Purpose of the Study:
- To develop and validate a fully automated deep learning (DL) approach for measuring muscle area.
- To enable sarcopenia assessment from standard-of-care abdominal CT images without exclusion criteria.
- To facilitate opportunistic screening for frailty.
Main Methods:
- A retrospective study utilizing 1,070 training and 31 testing abdominal CT images.
- A two-stage fully convolutional neural network (FCNN) pipeline: section detection followed by muscle segmentation.

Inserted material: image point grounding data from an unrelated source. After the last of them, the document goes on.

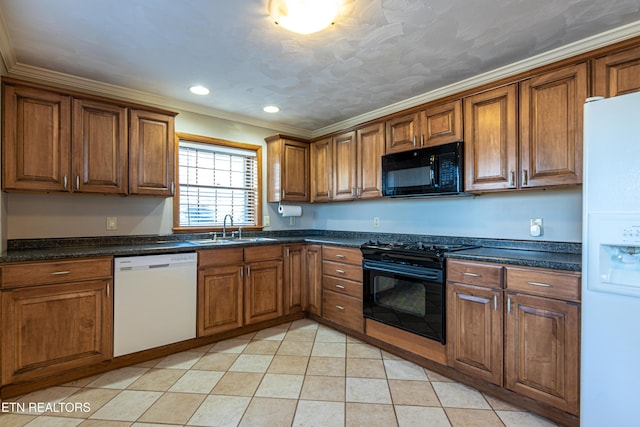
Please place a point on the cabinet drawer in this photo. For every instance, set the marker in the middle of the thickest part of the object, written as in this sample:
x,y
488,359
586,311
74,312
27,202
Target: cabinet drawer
x,y
344,271
37,273
546,283
342,286
343,309
220,257
341,254
475,273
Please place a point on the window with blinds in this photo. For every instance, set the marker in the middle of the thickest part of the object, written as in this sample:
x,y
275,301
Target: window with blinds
x,y
215,181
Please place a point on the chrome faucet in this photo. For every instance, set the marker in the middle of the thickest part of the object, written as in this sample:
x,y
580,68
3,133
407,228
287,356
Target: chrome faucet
x,y
224,225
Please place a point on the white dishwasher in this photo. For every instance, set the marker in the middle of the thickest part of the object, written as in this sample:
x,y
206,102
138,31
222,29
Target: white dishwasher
x,y
154,301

- Segmentation focused on L3 vertebral level muscles (erector spinae, psoas, rectus abdominus).
Main Results:
- The FCNN pipeline achieved high accuracy in muscle segmentation, with Dice overlaps of 0.96 ± 0.02 for combined muscle area.
- Excellent correlation for muscle attenuation (R² = 0.95) and area (R² = 0.98) on hold-out test cases.
- Fully automated processing completed in under 1 second per CT examination, with no statistical difference from manual segmentation.
Conclusions:
- A FCNN pipeline accurately and efficiently automates muscle segmentation at the L3 level from unselected abdominal CT volumes.
- This automated approach requires no manual processing, making it suitable for opportunistic frailty screening.
- The method shows promise as a generalizable tool for widespread clinical application.